Friday, 3 September 2010

The Pope's Gaff.

Thursday 2nd September.
Last day in the Rome and with late afternoon transfers to consider I stayed in and around the Vatican this morning wandering the hundreds of rooms, palaces, chapels with the thousands of other visitors, sometimes piggy backing onto a guided tour, sometimes moving alone. It's an incredible collection but it's so sumptuous and there's so much that it's inevitable that most of it goes by unnoticed. Still I spent a good deal of time in the Galleria delle Carte Geografiche looking at the beautiful regional maps painted onto the walls by Ignazio Dante and I enjoyed the Raphael rooms - particularly playing spot the philosopher on the star studied School of Athens fresco.

The suggested tour worms it's way mysteriously around the buildings bringing you closer and closer to the Sistine Chapel - always, it seems, a suite of rooms away - until eventually you're led up a set of stair and funnelled into the room.

Truth be told I was a bit underwhelmed and unconnected. It was packed, as noisy as a train station and cavernous. I found no space to imagine the quiet contemplations that must have occurred here, the election of centuries of Popes, the decisions effecting millions of people.
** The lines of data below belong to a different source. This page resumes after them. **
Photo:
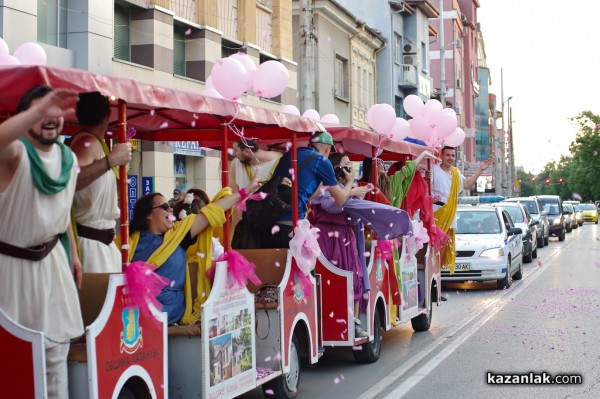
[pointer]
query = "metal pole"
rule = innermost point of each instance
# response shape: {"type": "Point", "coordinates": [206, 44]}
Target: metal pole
{"type": "Point", "coordinates": [503, 141]}
{"type": "Point", "coordinates": [307, 56]}
{"type": "Point", "coordinates": [123, 194]}
{"type": "Point", "coordinates": [442, 57]}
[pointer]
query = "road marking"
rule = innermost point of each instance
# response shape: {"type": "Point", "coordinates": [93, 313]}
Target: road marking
{"type": "Point", "coordinates": [421, 373]}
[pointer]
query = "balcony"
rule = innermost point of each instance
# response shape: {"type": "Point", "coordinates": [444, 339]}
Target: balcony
{"type": "Point", "coordinates": [407, 76]}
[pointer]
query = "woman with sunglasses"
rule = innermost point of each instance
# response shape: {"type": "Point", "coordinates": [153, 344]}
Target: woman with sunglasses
{"type": "Point", "coordinates": [156, 238]}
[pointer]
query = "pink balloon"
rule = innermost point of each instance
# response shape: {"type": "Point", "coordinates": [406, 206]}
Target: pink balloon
{"type": "Point", "coordinates": [413, 105]}
{"type": "Point", "coordinates": [212, 93]}
{"type": "Point", "coordinates": [6, 59]}
{"type": "Point", "coordinates": [312, 114]}
{"type": "Point", "coordinates": [249, 65]}
{"type": "Point", "coordinates": [31, 53]}
{"type": "Point", "coordinates": [370, 114]}
{"type": "Point", "coordinates": [400, 130]}
{"type": "Point", "coordinates": [432, 110]}
{"type": "Point", "coordinates": [3, 47]}
{"type": "Point", "coordinates": [229, 77]}
{"type": "Point", "coordinates": [456, 138]}
{"type": "Point", "coordinates": [290, 109]}
{"type": "Point", "coordinates": [209, 84]}
{"type": "Point", "coordinates": [330, 118]}
{"type": "Point", "coordinates": [271, 79]}
{"type": "Point", "coordinates": [420, 128]}
{"type": "Point", "coordinates": [383, 118]}
{"type": "Point", "coordinates": [446, 125]}
{"type": "Point", "coordinates": [449, 111]}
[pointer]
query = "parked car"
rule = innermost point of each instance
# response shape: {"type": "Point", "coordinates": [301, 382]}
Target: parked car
{"type": "Point", "coordinates": [556, 220]}
{"type": "Point", "coordinates": [570, 217]}
{"type": "Point", "coordinates": [523, 220]}
{"type": "Point", "coordinates": [578, 214]}
{"type": "Point", "coordinates": [488, 246]}
{"type": "Point", "coordinates": [589, 212]}
{"type": "Point", "coordinates": [535, 209]}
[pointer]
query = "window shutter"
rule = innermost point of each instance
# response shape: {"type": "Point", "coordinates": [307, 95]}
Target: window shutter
{"type": "Point", "coordinates": [121, 39]}
{"type": "Point", "coordinates": [179, 50]}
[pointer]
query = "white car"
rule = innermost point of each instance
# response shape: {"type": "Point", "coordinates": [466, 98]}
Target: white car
{"type": "Point", "coordinates": [488, 247]}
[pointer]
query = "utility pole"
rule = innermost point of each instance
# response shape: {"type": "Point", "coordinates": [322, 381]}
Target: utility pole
{"type": "Point", "coordinates": [495, 152]}
{"type": "Point", "coordinates": [503, 165]}
{"type": "Point", "coordinates": [442, 57]}
{"type": "Point", "coordinates": [307, 60]}
{"type": "Point", "coordinates": [511, 165]}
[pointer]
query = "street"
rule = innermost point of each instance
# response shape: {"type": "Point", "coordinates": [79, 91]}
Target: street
{"type": "Point", "coordinates": [547, 322]}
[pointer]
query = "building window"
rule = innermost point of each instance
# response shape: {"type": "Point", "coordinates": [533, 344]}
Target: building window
{"type": "Point", "coordinates": [264, 29]}
{"type": "Point", "coordinates": [227, 15]}
{"type": "Point", "coordinates": [52, 22]}
{"type": "Point", "coordinates": [179, 49]}
{"type": "Point", "coordinates": [121, 40]}
{"type": "Point", "coordinates": [398, 106]}
{"type": "Point", "coordinates": [341, 77]}
{"type": "Point", "coordinates": [229, 48]}
{"type": "Point", "coordinates": [398, 51]}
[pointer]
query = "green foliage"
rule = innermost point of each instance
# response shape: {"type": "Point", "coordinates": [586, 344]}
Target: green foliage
{"type": "Point", "coordinates": [579, 172]}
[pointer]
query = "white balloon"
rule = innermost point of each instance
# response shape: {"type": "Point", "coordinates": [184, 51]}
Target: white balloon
{"type": "Point", "coordinates": [312, 114]}
{"type": "Point", "coordinates": [330, 118]}
{"type": "Point", "coordinates": [290, 109]}
{"type": "Point", "coordinates": [249, 65]}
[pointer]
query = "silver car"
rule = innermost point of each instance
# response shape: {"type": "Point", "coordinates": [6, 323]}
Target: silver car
{"type": "Point", "coordinates": [535, 209]}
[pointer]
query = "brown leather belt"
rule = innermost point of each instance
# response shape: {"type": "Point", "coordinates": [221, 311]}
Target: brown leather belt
{"type": "Point", "coordinates": [35, 253]}
{"type": "Point", "coordinates": [105, 236]}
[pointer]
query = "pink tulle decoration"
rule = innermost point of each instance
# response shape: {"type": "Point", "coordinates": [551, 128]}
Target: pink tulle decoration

It had all the intimacy of Disneyland.

Went for a coffee on the terrace and looked across the Vatican grounds - shimmering and manicured like an exclusive golf club - before going to visit the crypt of St Peters, where all the Popes are buried alongside the convert Queen Catherine of Sweden and the last of the Stuarts - the unrecognised James III.

Soon it was time to be heading for home, but first I climbed to the Cupola of the basilica for one final 360 degree look over the eternal city. Muffled traffic, streams of pilgrims and tourists following their hearts and umbrellas across the square, the deep set Tiber, the ancient ruins and beyond the seven hills. Stunning really.

Since I got here I've been reading a lot of travellers tales Dickens, Goethe, Ruskin, Zola, Shelley, Woolf all wrote vividly about their time here - but my favourite description comes form Gogol.

'Rome. What air! It seems that when you inhale through your nose at least seven hundred angels will fly in your nostrils.'

It's the one I'll take home with me.